By no means do I want to suggest that Holmes is inappropriate for kids. My question is, what's the attraction? Everything I know and believe about kids and reading says to me that there's nothing for them at 221 Baker Street. Is the main character a child or teen? Is there a child or teen's voice? Do the themes deal with child or teen issues of separation or identity? Are there child/teen problems that the child/teen reader can resolve while reading the book.

No, no, and no. And no.

So how did Sherlock Holmes become associated with kid reading? I will make a couple of guesses.

First, in the late 19th Century when Arthur Conan Doyle began writing the Holmes books, there wasn't a great deal of children's literature. Children's literature became more popular in the 20th Century when it became possible to mass produce color illustrations and when "specialization" became popular. (You no longer just had doctors, you had specialists; you no longer just had literature, you had specialized literatures). At the time Holmes was created, the various generations tended to read the same things. (By the way, I heard all this at a lecture a few years ago. Unfortunately, I can't remember who gave it.) So late 19th Century young people were exposed to Holmes and probably found him far more readable than, say, the works of Henry James. In that way, Holmes could have become canonized as literature for young people.

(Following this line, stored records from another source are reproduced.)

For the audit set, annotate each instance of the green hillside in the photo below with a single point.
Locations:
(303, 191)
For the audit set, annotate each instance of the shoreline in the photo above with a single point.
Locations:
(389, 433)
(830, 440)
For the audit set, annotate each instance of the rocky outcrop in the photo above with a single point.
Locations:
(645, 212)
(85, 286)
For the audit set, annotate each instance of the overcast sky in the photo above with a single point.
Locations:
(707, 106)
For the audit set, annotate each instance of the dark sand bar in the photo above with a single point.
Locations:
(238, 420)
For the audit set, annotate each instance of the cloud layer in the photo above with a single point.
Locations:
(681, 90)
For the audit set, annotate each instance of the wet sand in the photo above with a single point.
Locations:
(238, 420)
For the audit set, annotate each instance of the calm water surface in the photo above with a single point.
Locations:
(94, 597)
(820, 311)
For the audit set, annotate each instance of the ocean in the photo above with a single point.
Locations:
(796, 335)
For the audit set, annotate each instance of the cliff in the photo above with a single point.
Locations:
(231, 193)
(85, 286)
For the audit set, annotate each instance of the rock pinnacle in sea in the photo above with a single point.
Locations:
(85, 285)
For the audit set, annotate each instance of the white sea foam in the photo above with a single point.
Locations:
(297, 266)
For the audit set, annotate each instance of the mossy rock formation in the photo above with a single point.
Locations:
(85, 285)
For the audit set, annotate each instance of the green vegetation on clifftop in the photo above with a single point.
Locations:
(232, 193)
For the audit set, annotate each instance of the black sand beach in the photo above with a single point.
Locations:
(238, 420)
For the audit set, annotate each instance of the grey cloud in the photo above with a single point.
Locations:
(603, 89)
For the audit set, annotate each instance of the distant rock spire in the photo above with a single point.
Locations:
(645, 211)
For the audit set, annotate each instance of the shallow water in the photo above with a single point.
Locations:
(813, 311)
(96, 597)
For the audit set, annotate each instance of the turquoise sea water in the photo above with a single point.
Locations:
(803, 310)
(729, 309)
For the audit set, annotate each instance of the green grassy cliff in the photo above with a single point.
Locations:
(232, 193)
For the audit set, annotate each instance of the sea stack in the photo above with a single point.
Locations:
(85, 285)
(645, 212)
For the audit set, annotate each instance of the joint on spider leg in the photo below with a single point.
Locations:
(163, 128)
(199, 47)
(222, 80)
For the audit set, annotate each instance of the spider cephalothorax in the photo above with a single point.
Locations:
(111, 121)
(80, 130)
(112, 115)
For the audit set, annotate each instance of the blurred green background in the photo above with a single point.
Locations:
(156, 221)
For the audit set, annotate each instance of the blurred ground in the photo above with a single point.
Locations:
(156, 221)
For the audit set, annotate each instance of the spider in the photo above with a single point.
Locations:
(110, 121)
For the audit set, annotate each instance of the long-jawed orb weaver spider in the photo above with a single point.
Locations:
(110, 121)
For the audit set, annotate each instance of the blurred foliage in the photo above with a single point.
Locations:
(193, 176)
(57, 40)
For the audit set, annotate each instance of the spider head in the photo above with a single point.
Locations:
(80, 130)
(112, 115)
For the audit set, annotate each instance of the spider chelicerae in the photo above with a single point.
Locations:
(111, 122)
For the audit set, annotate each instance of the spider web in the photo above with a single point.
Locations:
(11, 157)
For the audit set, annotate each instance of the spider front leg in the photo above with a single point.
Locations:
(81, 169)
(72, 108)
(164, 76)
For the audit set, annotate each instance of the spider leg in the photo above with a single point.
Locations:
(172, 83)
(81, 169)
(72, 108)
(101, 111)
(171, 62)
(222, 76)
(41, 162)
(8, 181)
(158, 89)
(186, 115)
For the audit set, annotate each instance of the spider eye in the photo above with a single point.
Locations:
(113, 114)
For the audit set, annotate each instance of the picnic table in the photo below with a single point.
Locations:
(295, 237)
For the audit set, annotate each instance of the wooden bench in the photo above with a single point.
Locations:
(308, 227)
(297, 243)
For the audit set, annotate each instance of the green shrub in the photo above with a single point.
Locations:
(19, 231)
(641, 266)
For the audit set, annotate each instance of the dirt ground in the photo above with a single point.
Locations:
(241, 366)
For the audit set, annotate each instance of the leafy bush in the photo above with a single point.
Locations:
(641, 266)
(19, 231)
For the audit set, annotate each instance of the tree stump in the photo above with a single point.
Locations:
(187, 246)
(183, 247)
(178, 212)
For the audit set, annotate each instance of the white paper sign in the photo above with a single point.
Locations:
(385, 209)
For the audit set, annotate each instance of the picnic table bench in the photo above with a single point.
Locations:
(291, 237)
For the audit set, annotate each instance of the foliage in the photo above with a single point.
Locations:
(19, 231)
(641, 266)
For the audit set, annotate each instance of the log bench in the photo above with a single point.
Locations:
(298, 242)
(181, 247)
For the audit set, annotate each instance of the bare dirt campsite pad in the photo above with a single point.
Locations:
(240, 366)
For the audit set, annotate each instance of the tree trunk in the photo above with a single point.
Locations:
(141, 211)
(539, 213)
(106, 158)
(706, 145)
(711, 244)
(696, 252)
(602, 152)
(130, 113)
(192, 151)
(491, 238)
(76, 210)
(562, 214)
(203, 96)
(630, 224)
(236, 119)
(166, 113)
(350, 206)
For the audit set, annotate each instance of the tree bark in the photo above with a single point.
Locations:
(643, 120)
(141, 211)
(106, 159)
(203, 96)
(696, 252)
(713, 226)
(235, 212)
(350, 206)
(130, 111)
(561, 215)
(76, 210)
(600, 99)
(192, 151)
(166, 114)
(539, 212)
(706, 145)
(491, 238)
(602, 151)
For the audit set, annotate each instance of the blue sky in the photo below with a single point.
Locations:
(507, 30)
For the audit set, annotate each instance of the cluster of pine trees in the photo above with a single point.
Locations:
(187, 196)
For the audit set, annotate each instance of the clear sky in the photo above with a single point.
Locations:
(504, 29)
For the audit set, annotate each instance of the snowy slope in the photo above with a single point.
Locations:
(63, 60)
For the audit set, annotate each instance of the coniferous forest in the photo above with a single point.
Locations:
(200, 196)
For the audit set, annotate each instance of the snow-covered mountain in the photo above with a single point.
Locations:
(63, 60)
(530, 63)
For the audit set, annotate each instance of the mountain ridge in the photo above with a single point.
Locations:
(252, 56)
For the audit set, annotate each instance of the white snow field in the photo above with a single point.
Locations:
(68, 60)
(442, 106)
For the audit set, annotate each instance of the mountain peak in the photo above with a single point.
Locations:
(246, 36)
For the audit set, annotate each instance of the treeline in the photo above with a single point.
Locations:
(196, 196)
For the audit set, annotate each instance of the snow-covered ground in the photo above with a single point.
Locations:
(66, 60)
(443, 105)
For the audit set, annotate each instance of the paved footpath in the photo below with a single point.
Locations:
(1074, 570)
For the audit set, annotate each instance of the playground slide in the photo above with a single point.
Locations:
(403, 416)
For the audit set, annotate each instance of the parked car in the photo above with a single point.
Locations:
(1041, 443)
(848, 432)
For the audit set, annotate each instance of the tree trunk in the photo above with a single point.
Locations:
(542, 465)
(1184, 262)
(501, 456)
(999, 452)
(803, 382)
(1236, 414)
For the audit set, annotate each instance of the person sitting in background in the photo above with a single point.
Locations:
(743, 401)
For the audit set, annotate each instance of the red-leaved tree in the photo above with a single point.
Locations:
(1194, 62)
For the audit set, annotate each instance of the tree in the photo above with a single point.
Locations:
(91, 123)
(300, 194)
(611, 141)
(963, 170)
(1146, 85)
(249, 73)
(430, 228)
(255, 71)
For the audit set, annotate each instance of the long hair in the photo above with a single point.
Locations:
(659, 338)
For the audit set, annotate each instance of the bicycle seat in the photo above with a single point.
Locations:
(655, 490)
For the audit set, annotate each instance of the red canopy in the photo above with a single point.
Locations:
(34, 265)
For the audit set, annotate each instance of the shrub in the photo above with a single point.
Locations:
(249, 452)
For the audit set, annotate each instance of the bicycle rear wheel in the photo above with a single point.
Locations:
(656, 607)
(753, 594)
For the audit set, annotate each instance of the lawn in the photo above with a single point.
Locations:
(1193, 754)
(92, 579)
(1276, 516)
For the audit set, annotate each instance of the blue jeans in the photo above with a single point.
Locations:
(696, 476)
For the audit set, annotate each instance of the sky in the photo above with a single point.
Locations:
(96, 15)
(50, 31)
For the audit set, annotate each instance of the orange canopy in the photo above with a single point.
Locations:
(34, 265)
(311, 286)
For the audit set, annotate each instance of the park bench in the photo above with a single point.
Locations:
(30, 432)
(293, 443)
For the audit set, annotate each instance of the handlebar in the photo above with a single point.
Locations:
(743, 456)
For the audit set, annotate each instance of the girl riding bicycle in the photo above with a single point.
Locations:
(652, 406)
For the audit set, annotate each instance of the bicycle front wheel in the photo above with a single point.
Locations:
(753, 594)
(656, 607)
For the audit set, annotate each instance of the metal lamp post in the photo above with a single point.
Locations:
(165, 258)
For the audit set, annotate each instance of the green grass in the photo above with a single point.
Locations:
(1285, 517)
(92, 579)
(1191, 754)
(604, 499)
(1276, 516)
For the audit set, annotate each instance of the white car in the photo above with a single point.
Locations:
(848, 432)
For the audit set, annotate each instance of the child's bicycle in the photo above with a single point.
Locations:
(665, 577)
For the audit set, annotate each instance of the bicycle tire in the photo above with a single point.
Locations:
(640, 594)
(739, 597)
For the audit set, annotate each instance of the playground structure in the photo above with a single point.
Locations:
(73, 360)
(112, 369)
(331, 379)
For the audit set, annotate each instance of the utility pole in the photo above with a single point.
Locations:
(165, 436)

Second, young people have traditionally enjoyed reading mysteries. There's a logical reason for this. Up until the late 20th Century, mysteries followed a pattern--social order was disrupted by a crime, the detective solved the crime, social order was restored. (Not so much now, when fictional crimes may be of a particularly horrendous nature and the criminal may avoid justice in some way.) But that restoration of social order was comforting for readers. Young people may particularly appreciate that comfort as more and more of life's problems are being revealed to them.

This would explain why, as a teenager, I read not only Sherlock Holmes but Miss Marple.

I read him as a teenager, but are teenagers reading him now? The British are constantly doing new television versions of Holmes' stories (they also like to keep redoing Rebecca and Pride and Prejudice), so he seems to be part of the public consciousness. But who reads him now?